With Luebke and Weiss on board, the Finance Committee voted 19-6 in favor of the bill, which could now be put to a final vote on the House floor — sources say — as early as next week. Five of the six opponents were Republicans. Which means the disparate Democratic factions (progressive, moderate, rural, urban) that comprise the House majority have coalesced, making House passage likely, to be followed by Senate passage and Gov. Perdue’s signature. Then the fun really starts, because this bill merely authorizes the three Triangle counties to conduct referenda — three of them, either together or separately — on whether to actually have the 1/2-cent sales tax.
One of the progressive changes that Weiss, especially, worked hard to get is a provision “allowing” the companies in RTP to tax themselves for transit improvements. The original legislation that established RTP put a cap on the tenant companies’ property tax rate. Now, they’ll be allowed — the tenants association, that is — to draw up a transit plan and dun themselves up to a total of about $4 million a year to pay for it (by contracting with Triangle Transit). Among Weiss’s and Luebke’s objections to the sales-tax approach is that consumers pay it but corporations don’t — as Luebke said today, a 1/2-cent sales tax on consumers in the three Triangle counties will exact some $90 million from them, versus the $4 million or less that RTP’s businesses will kick in, and little or nothing from Triange companies that are not in RTP.. Rep. Deborah Ross, D-Wake, who’s championed the bill in the House, countered that while sales tax will be the front-end mechanism for transit financing, down the line — when there’s transit — higher property taxes will come in from the businesses that locate along the corridors to take advantage of it. She didn’t add, but might have, that state and federal funding should follow as well once the sales tax is in place.
The House panel passed the bill after rejecting an amendment offered by Rep. Larry Hall, D-Durham, which would’ve blocked state funding of a Triangle transit system unless and until all three counties — not just one or two — put the sales tax in place. The amendment was the brainchild of Durham Mayor Bill Bell, who last week warned against a “regional” plan that Wake County dominates with its sales-tax money while Durham and perhaps Orange, too, holds back over the regressive sales-tax issue. But Ross said Wake “shouldn’t be penalized” for moving ahead just because Durham doesn’t — though she added, “it is our great” that the three counties will move ahead in concert.

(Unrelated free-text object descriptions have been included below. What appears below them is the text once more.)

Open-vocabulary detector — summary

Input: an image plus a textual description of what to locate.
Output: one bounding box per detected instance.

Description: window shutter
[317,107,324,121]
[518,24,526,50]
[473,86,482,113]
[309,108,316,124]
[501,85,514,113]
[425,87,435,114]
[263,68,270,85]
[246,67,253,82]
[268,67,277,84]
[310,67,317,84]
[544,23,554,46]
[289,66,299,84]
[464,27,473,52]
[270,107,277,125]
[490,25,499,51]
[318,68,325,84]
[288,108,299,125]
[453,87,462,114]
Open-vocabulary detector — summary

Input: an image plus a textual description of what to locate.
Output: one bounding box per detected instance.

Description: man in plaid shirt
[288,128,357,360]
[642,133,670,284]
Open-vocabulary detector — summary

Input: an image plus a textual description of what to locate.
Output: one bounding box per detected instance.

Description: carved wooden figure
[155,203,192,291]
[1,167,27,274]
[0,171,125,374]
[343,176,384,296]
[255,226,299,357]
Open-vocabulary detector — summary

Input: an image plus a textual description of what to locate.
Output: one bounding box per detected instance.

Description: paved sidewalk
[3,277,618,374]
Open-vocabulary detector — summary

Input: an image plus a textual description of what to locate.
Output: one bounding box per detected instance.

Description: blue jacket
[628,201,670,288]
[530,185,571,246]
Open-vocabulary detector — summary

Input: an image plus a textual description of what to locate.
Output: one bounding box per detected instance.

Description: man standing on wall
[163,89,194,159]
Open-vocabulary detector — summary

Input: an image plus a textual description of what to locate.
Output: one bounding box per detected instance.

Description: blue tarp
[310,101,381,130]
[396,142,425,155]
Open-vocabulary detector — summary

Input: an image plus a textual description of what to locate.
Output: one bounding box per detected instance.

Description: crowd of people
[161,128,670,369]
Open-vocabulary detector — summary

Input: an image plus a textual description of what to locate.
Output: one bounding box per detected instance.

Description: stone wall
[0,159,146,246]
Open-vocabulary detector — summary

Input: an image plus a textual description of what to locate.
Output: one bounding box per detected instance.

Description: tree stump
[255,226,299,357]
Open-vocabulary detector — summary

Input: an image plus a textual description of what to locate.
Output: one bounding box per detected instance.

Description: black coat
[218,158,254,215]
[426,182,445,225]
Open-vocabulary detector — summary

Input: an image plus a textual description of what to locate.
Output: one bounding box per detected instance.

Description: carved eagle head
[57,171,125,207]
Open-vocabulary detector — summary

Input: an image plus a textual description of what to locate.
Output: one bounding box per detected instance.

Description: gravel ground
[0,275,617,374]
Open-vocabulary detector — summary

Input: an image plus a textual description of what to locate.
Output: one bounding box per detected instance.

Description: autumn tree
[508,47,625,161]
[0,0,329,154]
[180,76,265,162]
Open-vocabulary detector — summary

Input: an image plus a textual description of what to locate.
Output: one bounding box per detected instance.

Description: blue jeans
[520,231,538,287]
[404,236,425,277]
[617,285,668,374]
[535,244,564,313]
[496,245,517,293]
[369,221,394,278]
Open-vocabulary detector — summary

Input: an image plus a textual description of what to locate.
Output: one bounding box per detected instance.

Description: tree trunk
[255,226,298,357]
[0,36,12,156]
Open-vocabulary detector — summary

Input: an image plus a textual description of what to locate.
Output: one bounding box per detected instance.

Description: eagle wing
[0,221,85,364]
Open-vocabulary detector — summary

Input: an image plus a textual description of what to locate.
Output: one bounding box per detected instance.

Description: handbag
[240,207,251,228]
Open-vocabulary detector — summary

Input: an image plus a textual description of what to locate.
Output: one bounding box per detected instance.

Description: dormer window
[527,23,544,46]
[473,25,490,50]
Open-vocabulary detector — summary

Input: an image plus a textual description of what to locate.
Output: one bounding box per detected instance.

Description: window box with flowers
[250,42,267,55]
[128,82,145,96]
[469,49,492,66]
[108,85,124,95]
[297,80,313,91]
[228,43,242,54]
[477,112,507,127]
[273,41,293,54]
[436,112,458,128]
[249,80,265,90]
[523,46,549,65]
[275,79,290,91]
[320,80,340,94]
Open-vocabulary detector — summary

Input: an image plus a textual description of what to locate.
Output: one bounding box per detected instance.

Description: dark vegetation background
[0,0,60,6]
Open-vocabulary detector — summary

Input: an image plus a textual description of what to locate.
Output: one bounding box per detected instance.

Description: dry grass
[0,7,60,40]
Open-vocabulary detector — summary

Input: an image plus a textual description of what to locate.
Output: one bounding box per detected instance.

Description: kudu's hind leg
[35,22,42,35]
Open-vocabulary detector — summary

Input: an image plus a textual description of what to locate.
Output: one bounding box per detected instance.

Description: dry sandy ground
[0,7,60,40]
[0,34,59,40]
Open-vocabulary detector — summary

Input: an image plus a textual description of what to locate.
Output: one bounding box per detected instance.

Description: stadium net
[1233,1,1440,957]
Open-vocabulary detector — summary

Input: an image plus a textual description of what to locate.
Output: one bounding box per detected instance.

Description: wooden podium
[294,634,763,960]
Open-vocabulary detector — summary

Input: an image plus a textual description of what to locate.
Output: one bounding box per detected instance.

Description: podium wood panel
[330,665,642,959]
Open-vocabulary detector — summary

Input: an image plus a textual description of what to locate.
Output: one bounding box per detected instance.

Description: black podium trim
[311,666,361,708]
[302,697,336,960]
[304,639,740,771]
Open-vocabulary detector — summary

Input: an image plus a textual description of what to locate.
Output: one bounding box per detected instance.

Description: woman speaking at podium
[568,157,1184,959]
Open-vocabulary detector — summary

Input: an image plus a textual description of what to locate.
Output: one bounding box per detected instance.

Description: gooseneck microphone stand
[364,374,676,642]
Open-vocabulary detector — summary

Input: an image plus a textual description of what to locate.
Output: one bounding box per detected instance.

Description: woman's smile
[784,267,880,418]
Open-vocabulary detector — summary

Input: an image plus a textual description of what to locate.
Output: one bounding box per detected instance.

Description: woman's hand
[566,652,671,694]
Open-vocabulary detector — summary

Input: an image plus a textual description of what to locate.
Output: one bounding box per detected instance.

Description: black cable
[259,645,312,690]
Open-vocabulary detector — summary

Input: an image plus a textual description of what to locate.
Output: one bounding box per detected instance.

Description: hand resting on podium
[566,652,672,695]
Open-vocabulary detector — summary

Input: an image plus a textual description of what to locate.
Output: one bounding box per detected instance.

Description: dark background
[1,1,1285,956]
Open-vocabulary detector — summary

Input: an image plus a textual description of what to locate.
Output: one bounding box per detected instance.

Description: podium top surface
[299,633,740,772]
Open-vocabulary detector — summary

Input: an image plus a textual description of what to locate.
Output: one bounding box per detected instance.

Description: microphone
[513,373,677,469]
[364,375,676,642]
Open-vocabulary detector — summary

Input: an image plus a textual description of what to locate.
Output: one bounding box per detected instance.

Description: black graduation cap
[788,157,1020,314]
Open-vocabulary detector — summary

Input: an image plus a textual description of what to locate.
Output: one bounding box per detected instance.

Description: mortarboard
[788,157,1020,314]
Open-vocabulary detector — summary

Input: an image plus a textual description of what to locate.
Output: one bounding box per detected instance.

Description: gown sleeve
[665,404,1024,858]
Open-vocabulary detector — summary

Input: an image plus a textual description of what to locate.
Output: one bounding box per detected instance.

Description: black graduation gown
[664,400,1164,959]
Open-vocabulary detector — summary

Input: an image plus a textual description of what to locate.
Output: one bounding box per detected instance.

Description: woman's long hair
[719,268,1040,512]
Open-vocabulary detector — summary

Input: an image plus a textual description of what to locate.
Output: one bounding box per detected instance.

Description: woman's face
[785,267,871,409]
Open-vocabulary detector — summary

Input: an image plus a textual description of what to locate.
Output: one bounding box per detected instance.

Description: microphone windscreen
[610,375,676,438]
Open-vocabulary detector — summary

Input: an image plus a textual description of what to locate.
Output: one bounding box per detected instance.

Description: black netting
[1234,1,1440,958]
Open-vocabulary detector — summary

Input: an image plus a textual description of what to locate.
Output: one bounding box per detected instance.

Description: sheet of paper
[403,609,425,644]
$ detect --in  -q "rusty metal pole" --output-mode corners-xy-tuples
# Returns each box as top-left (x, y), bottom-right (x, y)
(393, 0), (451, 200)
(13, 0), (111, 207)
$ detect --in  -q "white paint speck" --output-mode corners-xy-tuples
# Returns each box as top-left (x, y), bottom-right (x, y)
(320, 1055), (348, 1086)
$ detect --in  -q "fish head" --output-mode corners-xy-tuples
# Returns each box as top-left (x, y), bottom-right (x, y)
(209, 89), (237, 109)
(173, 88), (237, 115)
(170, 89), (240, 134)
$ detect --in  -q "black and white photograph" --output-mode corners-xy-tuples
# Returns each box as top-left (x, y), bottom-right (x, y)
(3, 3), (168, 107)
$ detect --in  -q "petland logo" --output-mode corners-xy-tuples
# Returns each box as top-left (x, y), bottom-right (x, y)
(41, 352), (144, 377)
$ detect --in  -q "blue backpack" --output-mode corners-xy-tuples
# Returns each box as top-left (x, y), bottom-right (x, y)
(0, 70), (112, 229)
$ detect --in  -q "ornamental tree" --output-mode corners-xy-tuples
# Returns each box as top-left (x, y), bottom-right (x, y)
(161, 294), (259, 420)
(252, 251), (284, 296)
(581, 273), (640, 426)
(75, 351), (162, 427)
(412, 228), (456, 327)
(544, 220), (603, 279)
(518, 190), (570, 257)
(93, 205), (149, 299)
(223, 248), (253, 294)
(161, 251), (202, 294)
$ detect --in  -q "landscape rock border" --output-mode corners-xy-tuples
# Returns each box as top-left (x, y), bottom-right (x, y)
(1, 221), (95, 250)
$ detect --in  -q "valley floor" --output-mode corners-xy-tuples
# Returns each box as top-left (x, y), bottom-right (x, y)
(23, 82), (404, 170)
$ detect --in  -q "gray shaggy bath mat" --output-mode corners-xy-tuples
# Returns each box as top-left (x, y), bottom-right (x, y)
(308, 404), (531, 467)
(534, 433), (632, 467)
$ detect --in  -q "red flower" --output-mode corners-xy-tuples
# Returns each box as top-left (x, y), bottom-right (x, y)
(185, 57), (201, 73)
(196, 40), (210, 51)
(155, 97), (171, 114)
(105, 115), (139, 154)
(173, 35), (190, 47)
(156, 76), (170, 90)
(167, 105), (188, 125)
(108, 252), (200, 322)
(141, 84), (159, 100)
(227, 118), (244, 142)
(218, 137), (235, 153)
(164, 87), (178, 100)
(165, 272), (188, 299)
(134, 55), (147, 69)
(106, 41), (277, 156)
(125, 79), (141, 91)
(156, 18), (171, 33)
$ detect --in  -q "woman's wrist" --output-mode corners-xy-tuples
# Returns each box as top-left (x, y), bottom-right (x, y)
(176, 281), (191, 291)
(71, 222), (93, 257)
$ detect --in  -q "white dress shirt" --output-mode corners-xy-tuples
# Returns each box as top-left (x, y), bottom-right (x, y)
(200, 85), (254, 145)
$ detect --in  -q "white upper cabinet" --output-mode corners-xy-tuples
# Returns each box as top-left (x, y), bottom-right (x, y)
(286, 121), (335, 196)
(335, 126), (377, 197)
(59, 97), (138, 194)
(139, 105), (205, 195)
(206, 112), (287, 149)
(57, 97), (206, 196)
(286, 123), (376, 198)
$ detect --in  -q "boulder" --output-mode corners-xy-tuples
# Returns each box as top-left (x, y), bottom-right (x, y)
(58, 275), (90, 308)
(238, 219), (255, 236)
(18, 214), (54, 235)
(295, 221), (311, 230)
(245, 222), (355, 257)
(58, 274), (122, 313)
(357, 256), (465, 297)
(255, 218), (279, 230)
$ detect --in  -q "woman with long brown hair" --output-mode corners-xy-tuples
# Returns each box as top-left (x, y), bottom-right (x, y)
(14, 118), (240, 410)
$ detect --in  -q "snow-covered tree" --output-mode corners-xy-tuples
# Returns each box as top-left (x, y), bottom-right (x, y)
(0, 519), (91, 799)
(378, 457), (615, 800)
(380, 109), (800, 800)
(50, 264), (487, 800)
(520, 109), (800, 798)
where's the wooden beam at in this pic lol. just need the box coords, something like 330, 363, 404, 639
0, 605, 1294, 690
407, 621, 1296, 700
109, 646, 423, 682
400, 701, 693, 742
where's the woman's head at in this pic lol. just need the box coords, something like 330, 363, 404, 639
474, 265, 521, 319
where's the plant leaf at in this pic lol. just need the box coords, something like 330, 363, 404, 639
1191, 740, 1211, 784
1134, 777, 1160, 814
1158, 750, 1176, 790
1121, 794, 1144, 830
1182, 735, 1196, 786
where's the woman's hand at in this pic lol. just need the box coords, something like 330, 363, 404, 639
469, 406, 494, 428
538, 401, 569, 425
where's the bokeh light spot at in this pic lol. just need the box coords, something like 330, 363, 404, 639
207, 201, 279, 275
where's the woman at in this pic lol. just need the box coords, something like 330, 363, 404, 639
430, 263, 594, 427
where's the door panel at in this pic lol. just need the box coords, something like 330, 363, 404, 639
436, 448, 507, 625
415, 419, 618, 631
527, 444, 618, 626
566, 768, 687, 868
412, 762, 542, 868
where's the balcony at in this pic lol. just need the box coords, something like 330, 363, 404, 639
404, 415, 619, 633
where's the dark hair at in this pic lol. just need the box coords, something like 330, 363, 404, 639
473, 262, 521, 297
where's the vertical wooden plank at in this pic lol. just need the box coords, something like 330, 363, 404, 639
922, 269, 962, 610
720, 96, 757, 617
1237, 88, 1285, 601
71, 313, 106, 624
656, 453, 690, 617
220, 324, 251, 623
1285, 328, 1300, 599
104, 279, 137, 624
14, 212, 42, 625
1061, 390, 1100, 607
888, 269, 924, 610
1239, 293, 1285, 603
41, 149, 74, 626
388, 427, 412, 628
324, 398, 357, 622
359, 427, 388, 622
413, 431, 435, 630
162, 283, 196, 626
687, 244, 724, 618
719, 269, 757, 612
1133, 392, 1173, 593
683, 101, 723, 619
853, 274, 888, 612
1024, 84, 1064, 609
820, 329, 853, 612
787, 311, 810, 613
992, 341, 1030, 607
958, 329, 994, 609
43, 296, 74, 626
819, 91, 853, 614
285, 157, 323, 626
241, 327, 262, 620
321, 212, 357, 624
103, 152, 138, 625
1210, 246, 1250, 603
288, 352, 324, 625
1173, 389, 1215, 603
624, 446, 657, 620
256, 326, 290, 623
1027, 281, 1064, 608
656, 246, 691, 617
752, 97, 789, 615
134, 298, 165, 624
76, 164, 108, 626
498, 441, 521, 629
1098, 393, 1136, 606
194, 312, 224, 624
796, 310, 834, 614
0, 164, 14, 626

The vote on the amendment was 5-18, with Hall and Luebke on the losing end. Both then joined the majority on the bill.
The other progressive change to the bill, hailed by Luebke, strengthened the language calling for affordable-housing to be included in developments near transit stops. According to Bill Rowe of the N.C. Justice Center, the bill now requires that local housing and transit plans be linked, rather than simply exist in separate places.